There was a rise in the number of SMEs being rejected by banks for credit during the first three months of the year, according to new figures from the Central Bank.

Despite an overall rise in the level of lending to SMEs, the rejection rate on bank finance applications increased from 11% to 13% between Q1 of this year and the same period in 2016.

Firms with fewer than 50 employees were worst affected, with medium-sized firms (50-249 employees) seeing a drop in rejection rates.

At the end of 2016, nearly one in every five (18.7%) SME bank loans were in default.

SME default rates are highest in the construction and hotels & restaurants sectors, and lowest in manufacturing.
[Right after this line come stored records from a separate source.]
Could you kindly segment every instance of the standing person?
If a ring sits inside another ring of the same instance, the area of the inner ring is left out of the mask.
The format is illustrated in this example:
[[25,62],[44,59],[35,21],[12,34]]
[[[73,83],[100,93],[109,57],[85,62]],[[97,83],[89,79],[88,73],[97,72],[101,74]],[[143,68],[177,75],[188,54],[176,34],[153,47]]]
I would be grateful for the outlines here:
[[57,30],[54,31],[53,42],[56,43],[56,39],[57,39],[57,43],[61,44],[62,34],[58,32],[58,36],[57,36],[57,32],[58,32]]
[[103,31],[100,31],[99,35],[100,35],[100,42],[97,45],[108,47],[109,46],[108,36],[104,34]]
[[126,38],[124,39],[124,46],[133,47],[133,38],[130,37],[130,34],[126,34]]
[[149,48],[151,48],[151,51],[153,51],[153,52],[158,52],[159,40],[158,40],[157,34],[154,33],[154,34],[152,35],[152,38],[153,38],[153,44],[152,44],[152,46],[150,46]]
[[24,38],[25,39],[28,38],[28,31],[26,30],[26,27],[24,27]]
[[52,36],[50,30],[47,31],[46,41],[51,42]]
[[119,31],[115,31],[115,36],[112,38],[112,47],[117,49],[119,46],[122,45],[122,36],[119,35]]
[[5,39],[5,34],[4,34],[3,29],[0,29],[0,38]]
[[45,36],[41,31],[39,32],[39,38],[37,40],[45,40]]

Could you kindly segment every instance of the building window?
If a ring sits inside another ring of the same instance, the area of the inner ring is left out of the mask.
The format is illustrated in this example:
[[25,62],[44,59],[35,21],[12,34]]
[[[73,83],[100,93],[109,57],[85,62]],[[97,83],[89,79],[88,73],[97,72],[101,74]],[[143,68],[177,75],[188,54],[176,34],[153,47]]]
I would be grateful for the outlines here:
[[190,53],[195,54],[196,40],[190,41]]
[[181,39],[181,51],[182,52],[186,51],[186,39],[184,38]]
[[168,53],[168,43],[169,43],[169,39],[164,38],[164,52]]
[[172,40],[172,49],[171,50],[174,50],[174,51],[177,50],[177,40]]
Geographically, SME default rates are highest in the West and Mid-West of the country.

One fifth of SMEs look to banks as a source of credit, down from 40% in March 2013.

According to the regulator’s report, outstanding credit issued to SMEs continues to contract, declining by 8.2% to €16.6 billion in Q1.

Despite the rise in the rejection rate in Q1, the Central Bank figures also show new lending to SMEs increased by 32% to €3.6 billion during the first three months of the year when compared with the same period in 2016.

This is significantly higher than the first three months of the years between 2010 and 2013, when lending to SMEs ranged between €2 billion and €2.5 billion.

The growth in funding during the first quarter was broad-based across the economy, with manufacturing and the wholesale & retail sectors experiencing particularly strong growth.

Despite a drop in the level of lending to SMEs by banks, the three main lenders (AIB, Bank of Ireland, and Permanent TSB) still account for 82% of new lending flows for the sector.